I would never claim that the financial dependence of what is euphemistically called “the conservative foundation community” on neoconservative-filtered funding was the only reason that the neocons ascended to power. But it certainly helped, particularly when Kristol and his friends poured money into struggling magazines and debt-ridden think-tanks in return for the modest assurance they would advocate for their donors. I am also not suggesting that everyone who received funding from neocon sources behaved dishonorably. If this funding had been made available to me (which it never was), I would have taken it gladly.

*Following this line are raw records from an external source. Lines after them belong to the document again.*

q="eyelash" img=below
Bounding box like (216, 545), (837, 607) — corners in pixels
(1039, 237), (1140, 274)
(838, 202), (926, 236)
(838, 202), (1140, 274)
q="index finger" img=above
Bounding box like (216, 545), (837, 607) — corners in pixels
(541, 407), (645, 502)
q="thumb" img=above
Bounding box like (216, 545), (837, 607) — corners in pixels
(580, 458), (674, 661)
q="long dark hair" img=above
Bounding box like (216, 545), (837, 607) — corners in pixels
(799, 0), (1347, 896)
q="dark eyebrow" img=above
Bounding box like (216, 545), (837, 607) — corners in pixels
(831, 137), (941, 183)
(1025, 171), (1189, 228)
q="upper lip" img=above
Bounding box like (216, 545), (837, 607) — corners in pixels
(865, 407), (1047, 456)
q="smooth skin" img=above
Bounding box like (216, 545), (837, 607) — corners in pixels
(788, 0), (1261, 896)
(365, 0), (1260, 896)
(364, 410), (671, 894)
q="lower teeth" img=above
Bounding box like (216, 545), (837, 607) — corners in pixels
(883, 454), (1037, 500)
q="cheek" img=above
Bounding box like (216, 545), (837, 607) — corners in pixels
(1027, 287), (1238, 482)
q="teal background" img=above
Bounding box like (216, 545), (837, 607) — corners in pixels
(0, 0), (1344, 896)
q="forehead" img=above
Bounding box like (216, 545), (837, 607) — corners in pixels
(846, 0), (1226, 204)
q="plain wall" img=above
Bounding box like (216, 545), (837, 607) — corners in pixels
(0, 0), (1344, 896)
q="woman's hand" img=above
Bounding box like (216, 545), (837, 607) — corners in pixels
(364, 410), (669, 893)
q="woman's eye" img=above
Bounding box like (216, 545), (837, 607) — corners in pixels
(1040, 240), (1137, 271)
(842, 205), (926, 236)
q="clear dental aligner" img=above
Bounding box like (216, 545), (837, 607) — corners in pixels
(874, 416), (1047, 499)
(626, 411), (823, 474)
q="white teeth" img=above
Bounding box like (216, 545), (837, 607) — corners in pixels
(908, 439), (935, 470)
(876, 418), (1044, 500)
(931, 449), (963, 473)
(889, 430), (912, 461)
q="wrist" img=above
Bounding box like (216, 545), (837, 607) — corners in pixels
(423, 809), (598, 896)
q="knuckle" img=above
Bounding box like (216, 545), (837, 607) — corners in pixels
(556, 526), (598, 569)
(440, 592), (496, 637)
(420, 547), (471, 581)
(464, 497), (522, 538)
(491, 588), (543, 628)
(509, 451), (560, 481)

But there are certain connections that are too obvious to be ignored. In the 1960s and 1970s, NR was running deep in the red and had to be pulled back from the precipice every few months by infusions of WFB’s family wealth and by desperate appeals for donations. Now Rich and his friends seem awash in dollars and have a well-paid staff. Shall we ask where the added funds were generated? I doubt that most of this cash is coming from an expanded subscription list or from selling cruise tickets to NR– fans. Although I wouldn’t put myself through the inconvenience of updating my study of the late 1980s, I’m sure that an enterprising young researcher would have fun discovering who gives money to whom in the conservative establishment.
One might also note the continuing, close alliance between the conservative establishment and the establishment GOP. Presumably by sticking with the never-Trump former presidential candidates, Guy, Rich and the other “conservative” publicists are winning new credits as party loyalists, and without a doubt, they’ll be richly rewarded if the losers manage a comeback. What I’m excluding from consideration is the less complimentary explanation for the persistence of the never-Trumpers that Newt Gingrich put forward last week. When asked by Sean Hannity why the never-Trump journalists go on slimming Trump, Newt responded perhaps flippantly: “because they’re all deranged.” A focus on the money trail may yield a more satisfactory answer than investigating mental illness. It is not only the Democratic nominee but Rich and his fellow-never-Trumpers who may be corrupt as well as boring.